Time is a man-made object, and once the first calendar was born Father Time came along. He's kind of like the first magical being like ourselves. The first calendar was made many years ago and to Father Time, all calendars apply to him. He sees time very differently than we do. He can literally see this as the past or the future or the present, while it's only the present to us. So that's how Eli is pretty smart, except in history. He hates that. Also, he's quite the dumbass when it comes to common sense.
"I love margaritas," Jack told me. He downed his entire glass of margarita. "I also really fancy wine." He grabbed a glass of wine and downed it, too. It's a good thing we can't get alcohol poisoning, but we sure as hell can get horrible hangovers.
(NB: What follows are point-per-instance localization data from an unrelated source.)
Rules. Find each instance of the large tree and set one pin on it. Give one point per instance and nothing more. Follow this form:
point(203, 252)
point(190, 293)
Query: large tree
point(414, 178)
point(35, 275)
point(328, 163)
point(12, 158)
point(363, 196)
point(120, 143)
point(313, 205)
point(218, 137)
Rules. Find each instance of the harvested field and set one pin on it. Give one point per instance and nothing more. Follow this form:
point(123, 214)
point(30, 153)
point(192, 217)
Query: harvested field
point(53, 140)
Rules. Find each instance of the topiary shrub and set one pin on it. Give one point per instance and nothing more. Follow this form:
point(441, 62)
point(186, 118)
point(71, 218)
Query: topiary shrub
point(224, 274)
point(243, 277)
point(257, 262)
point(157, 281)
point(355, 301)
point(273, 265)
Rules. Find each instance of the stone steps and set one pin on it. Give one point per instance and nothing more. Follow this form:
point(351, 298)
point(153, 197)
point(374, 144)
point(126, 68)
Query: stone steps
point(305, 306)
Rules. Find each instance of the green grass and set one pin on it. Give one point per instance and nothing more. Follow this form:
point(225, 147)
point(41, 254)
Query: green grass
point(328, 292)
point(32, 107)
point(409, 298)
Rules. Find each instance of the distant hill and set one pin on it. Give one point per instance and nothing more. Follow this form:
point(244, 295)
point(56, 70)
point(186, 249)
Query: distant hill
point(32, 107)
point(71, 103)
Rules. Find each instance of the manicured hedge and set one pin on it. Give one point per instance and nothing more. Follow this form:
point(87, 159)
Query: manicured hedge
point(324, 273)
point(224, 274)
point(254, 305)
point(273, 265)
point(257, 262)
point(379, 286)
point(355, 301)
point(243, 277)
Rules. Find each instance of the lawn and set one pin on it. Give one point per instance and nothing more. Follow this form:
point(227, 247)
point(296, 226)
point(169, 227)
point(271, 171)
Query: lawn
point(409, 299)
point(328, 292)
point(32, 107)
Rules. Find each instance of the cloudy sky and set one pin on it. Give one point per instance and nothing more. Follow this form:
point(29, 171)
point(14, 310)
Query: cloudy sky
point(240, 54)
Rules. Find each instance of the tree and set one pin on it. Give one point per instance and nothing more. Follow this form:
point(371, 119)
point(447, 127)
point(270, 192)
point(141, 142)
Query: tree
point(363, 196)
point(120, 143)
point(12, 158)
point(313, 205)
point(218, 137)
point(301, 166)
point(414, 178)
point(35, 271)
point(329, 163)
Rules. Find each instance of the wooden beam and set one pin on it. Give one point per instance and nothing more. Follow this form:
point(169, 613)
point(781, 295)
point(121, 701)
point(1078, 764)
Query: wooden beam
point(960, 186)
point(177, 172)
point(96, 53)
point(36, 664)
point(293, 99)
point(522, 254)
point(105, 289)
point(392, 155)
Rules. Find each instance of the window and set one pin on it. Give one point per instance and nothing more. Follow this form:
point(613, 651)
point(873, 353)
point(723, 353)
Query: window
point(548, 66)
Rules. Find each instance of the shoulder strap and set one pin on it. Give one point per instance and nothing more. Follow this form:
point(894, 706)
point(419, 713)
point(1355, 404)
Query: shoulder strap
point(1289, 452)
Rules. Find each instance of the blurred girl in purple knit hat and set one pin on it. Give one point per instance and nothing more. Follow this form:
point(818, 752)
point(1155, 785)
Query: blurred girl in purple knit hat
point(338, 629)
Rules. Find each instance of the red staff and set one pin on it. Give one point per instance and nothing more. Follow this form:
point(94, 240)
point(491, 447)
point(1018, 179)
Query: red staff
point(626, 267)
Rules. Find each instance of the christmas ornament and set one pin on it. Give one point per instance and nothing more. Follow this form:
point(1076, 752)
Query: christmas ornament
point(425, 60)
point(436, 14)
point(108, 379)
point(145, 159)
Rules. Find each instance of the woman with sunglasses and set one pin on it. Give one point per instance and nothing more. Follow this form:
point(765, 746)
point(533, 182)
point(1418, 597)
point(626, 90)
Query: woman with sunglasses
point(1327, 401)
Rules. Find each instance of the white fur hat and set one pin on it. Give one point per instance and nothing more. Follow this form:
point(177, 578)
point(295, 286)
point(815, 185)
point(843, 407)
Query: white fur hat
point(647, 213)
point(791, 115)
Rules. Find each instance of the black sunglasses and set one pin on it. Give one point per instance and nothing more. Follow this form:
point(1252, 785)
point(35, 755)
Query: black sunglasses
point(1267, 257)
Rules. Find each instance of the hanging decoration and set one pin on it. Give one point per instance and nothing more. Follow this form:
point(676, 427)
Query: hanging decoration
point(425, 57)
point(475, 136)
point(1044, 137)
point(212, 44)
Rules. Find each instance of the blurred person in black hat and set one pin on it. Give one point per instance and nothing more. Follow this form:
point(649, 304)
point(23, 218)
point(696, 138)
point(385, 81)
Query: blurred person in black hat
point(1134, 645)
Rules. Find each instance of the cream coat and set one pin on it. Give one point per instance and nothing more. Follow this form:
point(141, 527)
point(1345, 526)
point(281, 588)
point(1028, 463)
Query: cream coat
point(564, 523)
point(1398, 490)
"You'll regret this tomorrow, Jack," I told him.
"Nonsense. The only thing I'm going to regret is not indulging myself. Also, I'll regret not have your dick indulge my mouth."
I smiled down at him. "You're gonna pass out pretty soon, Jack. There's no way in hell you can give me a blow job later."
"Fine. I'll give you one now." He grabbed my belt and kissed my neck.
"Jack." I pulled him off of me, ignoring some of the stares. He nearly tripped from my slight movement and I held him up. "I love knowing that you're going to remember out first New Year's together."
"I'm going to remember this. I won't remember it in a few more drinks, though."
"Don't drink till midnight then."
"Fine."
We waited until a minute before midnight and everyone gathered together to count down.
"I know I'm trashed right now Cupid, but I love you," Jack told me, almost ready to pass out and collapse, leaning against me.